Americans purchased homes at the fastest pace in nearly 11 years, as sales climbed 5.6 percent in November, but the Chicago area continued its slow recovery from the Great Recession.
The National Association of Realtors said Wednesday that sales of existing homes rose last month to a seasonally adjusted annual rate of 5.81 million units. Home sales were last this strong in December 2006, when properties sold at annual pace of 6.42 million.
In the nine-county Chicago area, sales of existing homes and condos were down 1.6 percent from a year ago, to 8,119 properties sold. The median price of $225,000 was 5.1 percent higher than in November 2016.
Within the city of Chicago, existing home sales and the median price both were relatively flat, with 1,923 homes sold at a median price of $259,500.
The strong national demand for buying homes is a sign of an increasingly vibrant economy after a steady, eight-year expansion. The unemployment rate has fallen to a 17-year low, while more people in the younger millennial generation appear to be forming their own households and looking for places to buy. Yet the demand has done little to resolve an increasing vulnerability of the U.S. real estate market as the number of listings has been declining on a yearly basis for two-and-a-half years.
The shortage is a concern, but not necessarily enough to derail the sales momentum.
"The housing market is on relatively stable ground, despite the ongoing inventory squeeze and difficult conditions for buyers at the lower ends of the market in particular," said Aaron Terrazas, a senior economist at the real estate company Zillow.

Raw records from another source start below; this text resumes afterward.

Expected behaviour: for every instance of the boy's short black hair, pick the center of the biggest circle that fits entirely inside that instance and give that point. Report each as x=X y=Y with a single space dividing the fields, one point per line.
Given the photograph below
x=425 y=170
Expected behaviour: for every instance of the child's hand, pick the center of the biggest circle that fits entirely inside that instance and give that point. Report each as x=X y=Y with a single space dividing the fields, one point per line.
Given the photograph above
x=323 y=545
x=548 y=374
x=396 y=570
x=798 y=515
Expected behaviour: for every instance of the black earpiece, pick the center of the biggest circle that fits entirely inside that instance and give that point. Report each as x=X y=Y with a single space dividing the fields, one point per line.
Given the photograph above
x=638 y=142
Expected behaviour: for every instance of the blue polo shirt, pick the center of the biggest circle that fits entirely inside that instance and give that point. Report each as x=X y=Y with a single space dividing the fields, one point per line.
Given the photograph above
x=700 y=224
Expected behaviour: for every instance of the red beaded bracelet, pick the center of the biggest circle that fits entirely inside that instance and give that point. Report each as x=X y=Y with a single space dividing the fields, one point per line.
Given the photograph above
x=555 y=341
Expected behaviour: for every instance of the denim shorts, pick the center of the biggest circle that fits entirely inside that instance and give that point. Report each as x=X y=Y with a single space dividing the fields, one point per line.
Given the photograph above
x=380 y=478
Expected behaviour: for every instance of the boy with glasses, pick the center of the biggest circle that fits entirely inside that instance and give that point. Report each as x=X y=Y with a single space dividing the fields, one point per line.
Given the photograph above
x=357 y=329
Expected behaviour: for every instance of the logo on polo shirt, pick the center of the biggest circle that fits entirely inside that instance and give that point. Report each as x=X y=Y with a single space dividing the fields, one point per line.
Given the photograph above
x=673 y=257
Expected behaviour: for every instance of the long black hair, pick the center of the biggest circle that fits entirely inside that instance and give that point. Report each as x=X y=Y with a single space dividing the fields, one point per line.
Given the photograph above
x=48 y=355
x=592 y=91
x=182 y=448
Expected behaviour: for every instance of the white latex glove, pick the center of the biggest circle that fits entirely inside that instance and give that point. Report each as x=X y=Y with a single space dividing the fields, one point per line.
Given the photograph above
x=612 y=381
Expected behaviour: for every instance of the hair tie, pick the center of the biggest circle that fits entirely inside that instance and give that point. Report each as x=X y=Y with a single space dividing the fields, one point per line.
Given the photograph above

In November, there were 1.67 million properties for sale, a 9.7 percent decline from a year ago. There is only 3.4 months' supply of homes on the market, the lowest level ever tracked by the Realtors.
The limited inventory has caused home values to rise faster than wages. The median home sales price increased 5.8 percent from a year ago to $248,000 in November. That price increase is more than double the rise in average hourly earnings, meaning that some Americans may be priced out of homeownership.
Sales rose last month in the Northwest, Midwest and South. But they fell in the West, where homes cost more and the price appreciation has been the most extreme.
Offsetting some of the cost pressures have been relatively low mortgage rates.
The average rate on 30-year fixed-rate U.S. mortgages was 3.93 percent last week, slightly better than the 4.16 percent rate a year ago, according to mortgage buyer Freddie Mac.